Congo-Kinshasa: MSF Starts Enrolling Patients in Clinical Trial of Potential Ebola Treatments

Health workers practice proper donning of protective gear during the training on vaccination against Ebola (file photo).

Doctors Without Borders (MSF) in collaboration with the Democratic Republic of Congo (DRC) Ministry of Health, has started enrolling patients in a randomized controlled trial (RCT) of four potential Ebola-treatments in Katwa and Butembo in North Kivu.
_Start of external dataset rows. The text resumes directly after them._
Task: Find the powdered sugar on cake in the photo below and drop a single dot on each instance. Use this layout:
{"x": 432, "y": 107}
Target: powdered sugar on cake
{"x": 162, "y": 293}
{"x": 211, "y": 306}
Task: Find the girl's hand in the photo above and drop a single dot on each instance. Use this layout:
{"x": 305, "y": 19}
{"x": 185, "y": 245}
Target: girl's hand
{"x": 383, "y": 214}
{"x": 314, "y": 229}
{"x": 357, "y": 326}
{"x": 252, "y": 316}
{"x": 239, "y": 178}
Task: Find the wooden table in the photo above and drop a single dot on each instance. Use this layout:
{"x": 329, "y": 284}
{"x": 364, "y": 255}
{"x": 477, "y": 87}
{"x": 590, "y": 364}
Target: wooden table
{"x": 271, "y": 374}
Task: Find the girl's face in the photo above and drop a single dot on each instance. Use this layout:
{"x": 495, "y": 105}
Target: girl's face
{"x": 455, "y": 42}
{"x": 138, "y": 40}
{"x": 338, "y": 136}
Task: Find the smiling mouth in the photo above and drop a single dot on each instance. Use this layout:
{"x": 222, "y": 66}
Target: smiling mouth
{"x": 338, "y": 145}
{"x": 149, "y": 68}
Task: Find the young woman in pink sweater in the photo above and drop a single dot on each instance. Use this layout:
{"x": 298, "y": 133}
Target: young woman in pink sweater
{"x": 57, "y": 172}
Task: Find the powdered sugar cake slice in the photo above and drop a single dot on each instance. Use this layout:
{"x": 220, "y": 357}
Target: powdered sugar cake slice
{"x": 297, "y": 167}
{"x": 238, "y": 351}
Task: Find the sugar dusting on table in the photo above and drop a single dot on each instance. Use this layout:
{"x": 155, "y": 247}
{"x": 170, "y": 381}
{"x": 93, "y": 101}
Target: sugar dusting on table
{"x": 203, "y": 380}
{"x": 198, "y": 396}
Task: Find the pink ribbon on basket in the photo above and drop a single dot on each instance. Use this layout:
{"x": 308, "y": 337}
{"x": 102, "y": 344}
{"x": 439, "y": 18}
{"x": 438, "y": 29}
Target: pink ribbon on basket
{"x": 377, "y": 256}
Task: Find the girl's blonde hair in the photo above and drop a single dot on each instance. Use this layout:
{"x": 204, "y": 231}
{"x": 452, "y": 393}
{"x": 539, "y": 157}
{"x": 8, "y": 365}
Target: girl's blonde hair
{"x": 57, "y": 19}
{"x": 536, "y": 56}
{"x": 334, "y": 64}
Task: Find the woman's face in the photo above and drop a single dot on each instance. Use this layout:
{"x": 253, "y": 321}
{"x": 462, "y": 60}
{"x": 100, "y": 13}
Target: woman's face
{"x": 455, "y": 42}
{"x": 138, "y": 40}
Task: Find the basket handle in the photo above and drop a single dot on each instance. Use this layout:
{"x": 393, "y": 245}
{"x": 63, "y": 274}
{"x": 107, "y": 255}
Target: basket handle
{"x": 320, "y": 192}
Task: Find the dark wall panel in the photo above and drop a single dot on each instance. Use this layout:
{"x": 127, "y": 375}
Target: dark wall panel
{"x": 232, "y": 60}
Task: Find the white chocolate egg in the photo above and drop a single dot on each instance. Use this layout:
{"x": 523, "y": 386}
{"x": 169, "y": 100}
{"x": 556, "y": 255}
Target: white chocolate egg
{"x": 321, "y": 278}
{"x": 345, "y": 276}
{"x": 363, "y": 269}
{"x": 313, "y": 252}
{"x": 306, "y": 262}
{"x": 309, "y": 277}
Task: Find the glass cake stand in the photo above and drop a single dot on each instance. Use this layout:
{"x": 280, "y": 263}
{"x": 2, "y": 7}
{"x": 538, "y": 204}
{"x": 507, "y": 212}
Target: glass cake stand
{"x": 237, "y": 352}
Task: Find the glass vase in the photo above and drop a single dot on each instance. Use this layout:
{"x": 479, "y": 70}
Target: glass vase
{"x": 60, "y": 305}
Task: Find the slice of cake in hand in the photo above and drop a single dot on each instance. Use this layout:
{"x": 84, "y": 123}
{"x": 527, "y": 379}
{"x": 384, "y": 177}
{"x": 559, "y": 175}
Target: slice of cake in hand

The treatments used in this randomized control trial are: Remdesivir, mAb114, REGN-EB3 and ZMapp.

The objective of the trial is to identify the most effective of the four products to treat Ebola patients and it started on 2018/02/07. However, MSF has been offering developmental treatments to patients infected by Ebola within its treatment centers since the beginning of the epidemic in North-Kivu (declared on 2018/08/01) under the WHO protocol of Monitored Emergency Use of Unregistered and Investigational Interventions (MEURI).

The switch from MEURI to a clinical trial is a critical step, because a clinical trial can generate the scientific data needed to draw conclusions on how effective these treatments are.

A steering committee convened by the World Health Organisation (WHO), is overseeing the trial with the INRB (National Institute of Biomedical Research of DRC) and the NIH (US National Institute of Health), leading the trial in collaboration with other national and international actors.

Butembo and Katwa are currently the hotspots of the Ebola epidemic that was declared in DRC on 1 August 2018. The Butembo treatment centre can admit 96 people, while the Katwa centre which opened last month, has a 62-bed capacity.

Since opening the centres, MSF has admitted more than 2,100 patients of whom 250 were confirmed Ebola cases, with a 110 cases recovering.